I have had the opportunity to present different genetic studies at the ATS international conference for the past 10 consecutive years. Each abstract I have presented has provided different and unique opportunities to meet investigators within the NHLBI-sponsored networks that I actively participate in such as the Asthma Clinical Research Network, AsthmaNet, the Severe Asthma Research Program, the Subpopulations and Intermediate Outcome Measures in COPD Study (SPIROMICS), and the Cystic Fibrosis Therapeutics Development Network. These presentations and my participation at each ATS conference also allowed me to further expand my professional network as I also meet and network with investigators from across the United States and Europe. This has resulted in collaborative relationships which have formed the basis for my participation in publications as a co-author or reviewer for the American Journal of Respiratory and Critical Care Medicine, a successful K08 career development award application, and a pending R01 application. Throughout these past 10 years, I have served on the Respiratory Structure and Function Assembly Program Committee, the ATS/NHLBI Workshop on Addressing Healthcare Disparities in Respiratory Diseases, and am currently a Nominating Committee Member for the Section of Genetics and Genomics. These leadership opportunities have allowed me to contribute my evolving expertise as an early career investigator and work with other investigators with a broad range of interests and senior expertise.
How could your research assist scientists and clinicians in other assemblies at ATS?

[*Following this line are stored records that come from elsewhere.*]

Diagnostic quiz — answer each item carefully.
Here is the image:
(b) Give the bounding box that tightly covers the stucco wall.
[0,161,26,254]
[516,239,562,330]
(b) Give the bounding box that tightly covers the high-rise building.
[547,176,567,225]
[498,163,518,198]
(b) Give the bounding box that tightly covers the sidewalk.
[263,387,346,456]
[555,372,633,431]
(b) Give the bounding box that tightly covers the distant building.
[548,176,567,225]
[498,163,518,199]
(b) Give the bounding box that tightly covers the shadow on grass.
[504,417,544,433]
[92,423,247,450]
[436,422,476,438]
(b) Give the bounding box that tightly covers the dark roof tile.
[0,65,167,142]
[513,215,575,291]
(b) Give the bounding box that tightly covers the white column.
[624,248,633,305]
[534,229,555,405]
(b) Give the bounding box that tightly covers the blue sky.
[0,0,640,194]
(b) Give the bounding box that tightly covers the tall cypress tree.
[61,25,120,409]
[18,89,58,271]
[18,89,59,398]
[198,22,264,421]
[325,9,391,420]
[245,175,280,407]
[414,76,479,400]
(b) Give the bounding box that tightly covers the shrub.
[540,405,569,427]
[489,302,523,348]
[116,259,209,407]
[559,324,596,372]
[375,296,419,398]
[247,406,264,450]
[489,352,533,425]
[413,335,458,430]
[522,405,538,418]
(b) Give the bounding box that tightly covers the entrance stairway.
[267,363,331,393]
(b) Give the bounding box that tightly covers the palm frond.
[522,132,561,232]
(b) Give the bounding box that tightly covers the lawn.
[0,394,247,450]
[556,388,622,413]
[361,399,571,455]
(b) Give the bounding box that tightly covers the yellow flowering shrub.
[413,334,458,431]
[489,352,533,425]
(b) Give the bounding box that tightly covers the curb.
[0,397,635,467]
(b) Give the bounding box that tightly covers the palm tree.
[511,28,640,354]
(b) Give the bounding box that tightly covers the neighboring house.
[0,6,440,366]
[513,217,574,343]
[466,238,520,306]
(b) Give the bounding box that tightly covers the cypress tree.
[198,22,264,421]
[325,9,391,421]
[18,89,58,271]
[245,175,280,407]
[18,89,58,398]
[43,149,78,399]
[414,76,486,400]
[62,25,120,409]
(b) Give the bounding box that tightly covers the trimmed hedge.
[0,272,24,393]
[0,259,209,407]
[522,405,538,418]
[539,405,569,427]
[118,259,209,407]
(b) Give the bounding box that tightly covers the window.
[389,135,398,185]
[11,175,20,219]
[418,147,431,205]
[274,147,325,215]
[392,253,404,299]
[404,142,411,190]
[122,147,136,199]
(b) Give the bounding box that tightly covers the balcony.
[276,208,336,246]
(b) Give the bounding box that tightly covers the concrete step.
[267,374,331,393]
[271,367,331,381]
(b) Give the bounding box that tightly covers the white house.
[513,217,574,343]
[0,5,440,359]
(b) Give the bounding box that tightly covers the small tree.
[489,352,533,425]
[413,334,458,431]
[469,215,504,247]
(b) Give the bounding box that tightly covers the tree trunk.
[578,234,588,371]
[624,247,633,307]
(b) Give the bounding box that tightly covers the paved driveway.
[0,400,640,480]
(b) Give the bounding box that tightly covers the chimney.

The strength of our genetics research group is that we participate in different NHBLI-sponsored networks for airways diseases and have partnerships with industry-sponsored asthma clinical trials. Thus, we have access to eleven ethnically diverse asthma or COPD cohorts with comprehensive clinical phenotype data and whole-genome genetic data. Such data could potentially assist scientists or clinicians who are trying to expand current clinical or genetic studies for larger, multi-ethnic meta-analyses or can provide an opportunity to confirm or replicate of genetic associations found in GWAS from in other, outside cohorts from similar or different ethnic backgrounds. In addition, our genomics laboratory has the ability to perform genotyping or sequencing in new cohorts where DNA or RNA samples have been collected.